Так как целью моего приезда в Пензу был отдых, а не работа, то я и решил в дальнейшем поручить это дело моим двум опытным агентам, тем более что розыск, как мне казалось, был уже поставлен на надлежащие рельсы. Ввиду этого я телеграфировал моему помощнику в Москву, предлагая ему командировать в Пензу агентов Сергеева и Тихомирову. Эти агенты были не только весьма способными людьми, но и обладали особыми качествами, пригодными для данного случая: Сергеев был мужчина лет 50, с несколько помятым лицом, монтеристого вида из прокутившихся кавалеристов. Я пользовался услугами Тихомировой в тех случаях, когда по ходу дела мне требовался тип барыни. Она обладала красивыми манерами, недурно говорила по-французски и английски, со вкусом одевалась. У своих сослуживцев она известна была под прозвищем «аристократки».
Примерно через полтора суток эти оба агента, по паспорту «супруги Сергеевы», приехали в Пензу и заняли два лучших сообщающихся номера в местной гостинице «Трейман». Я тотчас же побывал у них и, посвятив обоих во все подробности дела, предложил им самостоятельно выработать план действий, причем, конечно, просил их все время держать меня в курсе дела.
Параллельно со мной пензенская полиция также работала, причем все внимание местных агентов было сосредоточено на здешнем главном вокзале. Наводились справки о дне и часе отправки посылки под известным номером, пробовали установить личность отправителя и т. д., но результатов сколько-нибудь интересных от этого не получилось.
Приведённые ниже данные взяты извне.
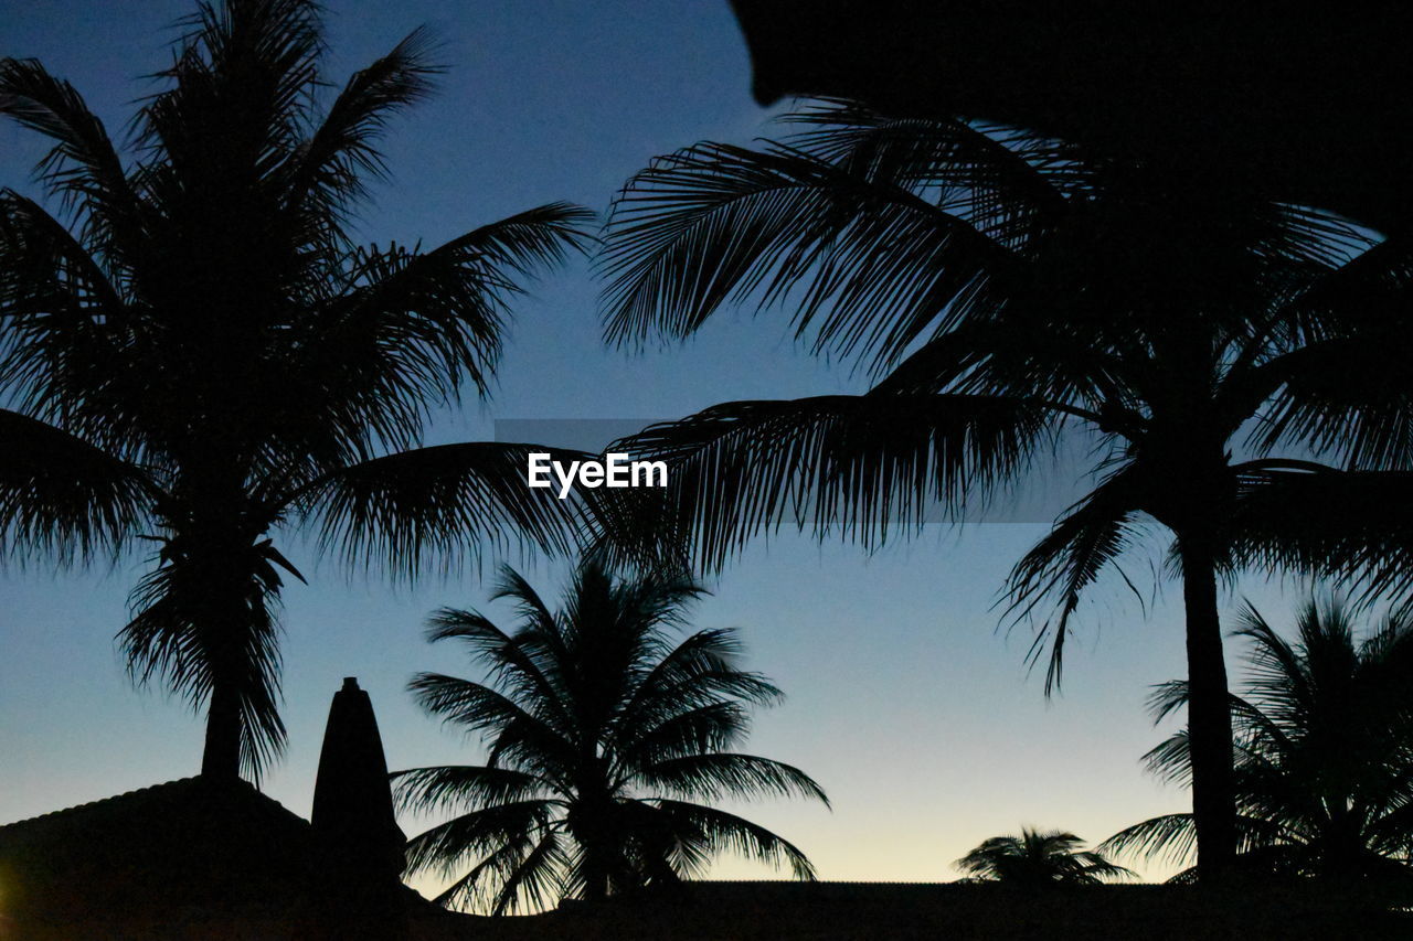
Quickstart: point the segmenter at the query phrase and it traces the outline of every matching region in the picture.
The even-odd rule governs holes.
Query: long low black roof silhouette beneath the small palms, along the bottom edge
[[[1197,886],[704,882],[657,899],[577,906],[547,916],[479,920],[452,934],[526,941],[1328,941],[1413,937],[1413,920],[1369,901],[1307,890],[1217,893]]]

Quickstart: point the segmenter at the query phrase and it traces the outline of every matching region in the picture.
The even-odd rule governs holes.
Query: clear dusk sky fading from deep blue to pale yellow
[[[771,116],[750,97],[725,0],[328,7],[329,75],[339,81],[424,23],[449,65],[438,96],[386,143],[393,177],[360,222],[370,242],[434,244],[555,199],[602,212],[651,157],[699,140],[747,143]],[[151,89],[141,76],[167,61],[170,25],[191,8],[0,0],[0,55],[44,61],[116,133]],[[37,138],[0,124],[0,185],[30,189],[41,155]],[[846,369],[810,357],[781,314],[723,311],[685,345],[606,348],[596,291],[584,263],[537,283],[517,305],[492,398],[448,410],[428,439],[492,438],[497,420],[646,424],[718,401],[862,389]],[[948,880],[952,860],[1023,824],[1099,841],[1186,808],[1183,791],[1140,766],[1170,730],[1154,729],[1145,699],[1183,674],[1180,591],[1159,579],[1140,603],[1113,581],[1098,586],[1063,692],[1047,699],[1043,668],[1026,668],[1027,629],[1007,633],[995,608],[1010,564],[1044,531],[1034,519],[933,524],[873,557],[781,534],[709,579],[714,595],[695,625],[739,627],[747,665],[787,694],[757,716],[749,750],[804,769],[832,800],[832,811],[760,803],[743,812],[804,849],[821,877]],[[456,650],[424,643],[422,623],[442,605],[483,608],[497,560],[394,585],[319,561],[298,537],[281,545],[311,584],[285,593],[290,746],[263,788],[308,814],[329,699],[346,675],[373,698],[391,769],[476,762],[479,743],[424,716],[404,687],[422,670],[479,678]],[[562,565],[509,561],[543,595],[558,593]],[[1150,585],[1142,576],[1159,562],[1156,551],[1140,554],[1130,574]],[[199,716],[160,688],[134,690],[114,649],[127,591],[146,568],[141,554],[112,569],[0,564],[0,824],[199,769]],[[1289,622],[1296,603],[1277,586],[1243,582],[1228,589],[1225,612],[1243,599],[1275,622]],[[486,610],[510,622],[504,608]],[[1238,650],[1228,650],[1235,667]],[[427,821],[403,822],[411,834]],[[739,860],[714,869],[769,875]]]

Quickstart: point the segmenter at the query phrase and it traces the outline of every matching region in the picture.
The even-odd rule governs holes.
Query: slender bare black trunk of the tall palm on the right
[[[1195,527],[1194,527],[1195,528]],[[1236,859],[1232,716],[1217,608],[1217,560],[1207,533],[1178,534],[1187,608],[1187,735],[1193,757],[1193,819],[1202,882],[1222,880]]]

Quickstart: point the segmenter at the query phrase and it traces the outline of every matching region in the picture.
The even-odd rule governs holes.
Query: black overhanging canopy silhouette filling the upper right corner
[[[1385,230],[1413,209],[1413,4],[732,0],[763,103],[856,97],[1238,175]]]

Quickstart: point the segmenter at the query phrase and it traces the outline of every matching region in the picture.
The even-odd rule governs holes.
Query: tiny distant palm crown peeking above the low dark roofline
[[[992,836],[954,865],[965,882],[1003,882],[1013,886],[1092,886],[1133,873],[1115,866],[1084,841],[1058,829],[1041,832],[1023,827],[1020,836]]]

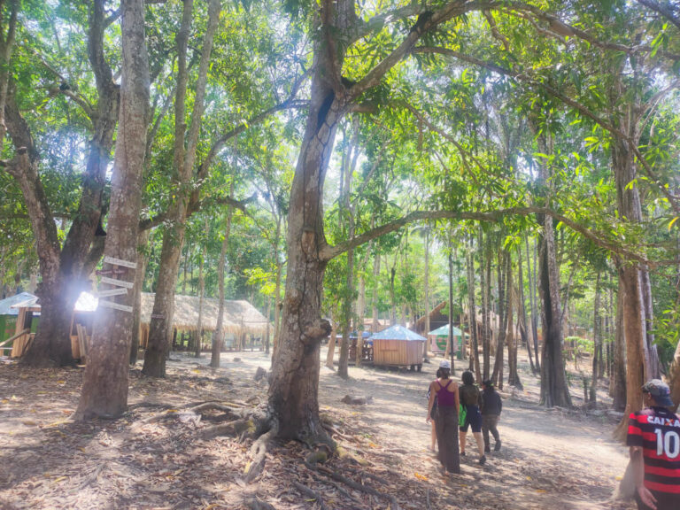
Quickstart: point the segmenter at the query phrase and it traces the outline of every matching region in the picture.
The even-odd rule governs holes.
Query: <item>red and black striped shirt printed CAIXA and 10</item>
[[[631,413],[627,444],[642,447],[647,489],[680,495],[680,416],[665,407]]]

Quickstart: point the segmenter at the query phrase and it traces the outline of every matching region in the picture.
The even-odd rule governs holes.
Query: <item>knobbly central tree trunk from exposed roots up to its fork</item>
[[[319,351],[330,324],[321,319],[326,261],[321,199],[341,104],[324,77],[315,53],[312,97],[298,166],[290,192],[288,271],[280,347],[274,353],[269,404],[279,419],[279,435],[310,444],[327,435],[319,420]],[[324,56],[322,58],[328,58]]]

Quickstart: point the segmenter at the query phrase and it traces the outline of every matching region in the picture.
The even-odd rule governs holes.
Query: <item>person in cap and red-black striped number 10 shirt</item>
[[[680,509],[680,416],[668,384],[653,379],[642,387],[645,409],[630,413],[628,441],[639,509]]]

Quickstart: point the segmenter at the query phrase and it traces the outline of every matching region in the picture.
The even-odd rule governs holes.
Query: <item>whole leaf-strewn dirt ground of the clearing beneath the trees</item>
[[[483,467],[469,437],[461,475],[438,474],[425,422],[433,359],[422,373],[350,367],[349,381],[321,367],[321,413],[336,424],[339,454],[313,468],[304,445],[274,442],[263,473],[246,483],[251,439],[205,439],[220,412],[187,410],[206,401],[263,404],[267,382],[253,375],[269,359],[261,352],[222,359],[213,370],[209,354],[174,353],[165,380],[135,367],[129,412],[84,424],[68,421],[82,368],[0,361],[0,508],[631,508],[610,500],[627,463],[626,449],[610,438],[616,418],[537,406],[537,380],[522,360],[525,389],[503,393],[503,448]],[[578,406],[583,389],[576,372],[570,378]],[[348,394],[373,401],[349,406],[341,402]],[[606,391],[599,398],[607,401]]]

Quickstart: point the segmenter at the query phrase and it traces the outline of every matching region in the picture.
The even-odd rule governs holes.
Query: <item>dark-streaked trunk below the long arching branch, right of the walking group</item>
[[[571,396],[562,356],[560,273],[555,259],[553,218],[544,216],[539,261],[539,294],[543,303],[543,352],[541,363],[541,404],[571,407]]]

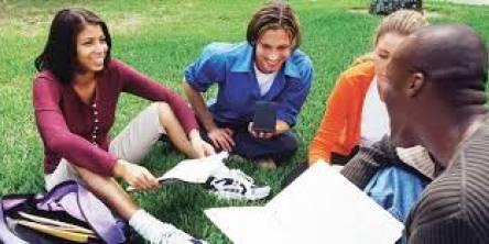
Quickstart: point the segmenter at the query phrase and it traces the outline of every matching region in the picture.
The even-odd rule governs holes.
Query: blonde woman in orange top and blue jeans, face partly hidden
[[[317,162],[346,164],[359,147],[369,147],[390,133],[389,114],[379,95],[377,77],[383,75],[380,70],[384,70],[398,45],[425,25],[423,15],[411,10],[396,11],[382,20],[373,38],[373,52],[357,58],[352,67],[339,76],[311,143],[308,165]],[[393,217],[405,221],[411,206],[428,181],[424,167],[432,164],[426,164],[430,156],[420,146],[398,149],[396,158],[400,164],[379,170],[361,188]],[[284,184],[308,165],[297,167]],[[402,189],[392,186],[393,181],[402,182]]]

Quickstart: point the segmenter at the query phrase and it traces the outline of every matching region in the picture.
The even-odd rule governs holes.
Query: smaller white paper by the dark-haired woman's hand
[[[226,168],[222,160],[228,153],[222,152],[209,157],[186,159],[167,170],[159,180],[178,179],[187,182],[204,184],[215,171]]]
Итак, поручив это дело моим опытным людям, я временно почил на лаврах и стал ждать дальнейших событий. Прошло дней пять. Наконец, является Сергеев и сообщает, что за это время ему удалось кое-чего достигнуть. Рассказал он следующее:
– После вашего ухода мы обсудили дело с Тихомировой, выработали план и с места в карьер принялись действовать. Сев на лихача, мы покатили к Знаменской. Входим. Портниха нас встречает с обворожительной улыбкой и предупредительно справляется, что нам угодно. Я отвечаю: «Нам говорили о вашей хорошей работе, и вот жена хотела заказать у вас несколько туалетов».
– Да, – говорит, – моей работой довольны. Сама вице-губернаторша заказывали мне платье и остались довольны.
– Вот именно вице-губернаторша нам вас рекомендовала. Поговорите с женой, снимите мерку, а я здесь посижу, подожду.
Портниха с «женой» удалились в соседнюю комнату, а я, оставшись один, принялся перемигиваться с молоденькой мастерицей и двумя подростками-ученицами, тут же что-то кроившими. Вскоре мы непринужденно разговорились, посыпались шутки и смех. Минут через 15 «жена» с портнихой вернулись, и Тихомирова раздраженным тоном мне сделала замечание: «Nicolas, votre conduite est ridicule!» Хоть эта фраза и была сказана по-французски, но тон и сопутствующие ей обстоятельства не оставляли никаких сомнений, что, конечно, и поняла Знаменская.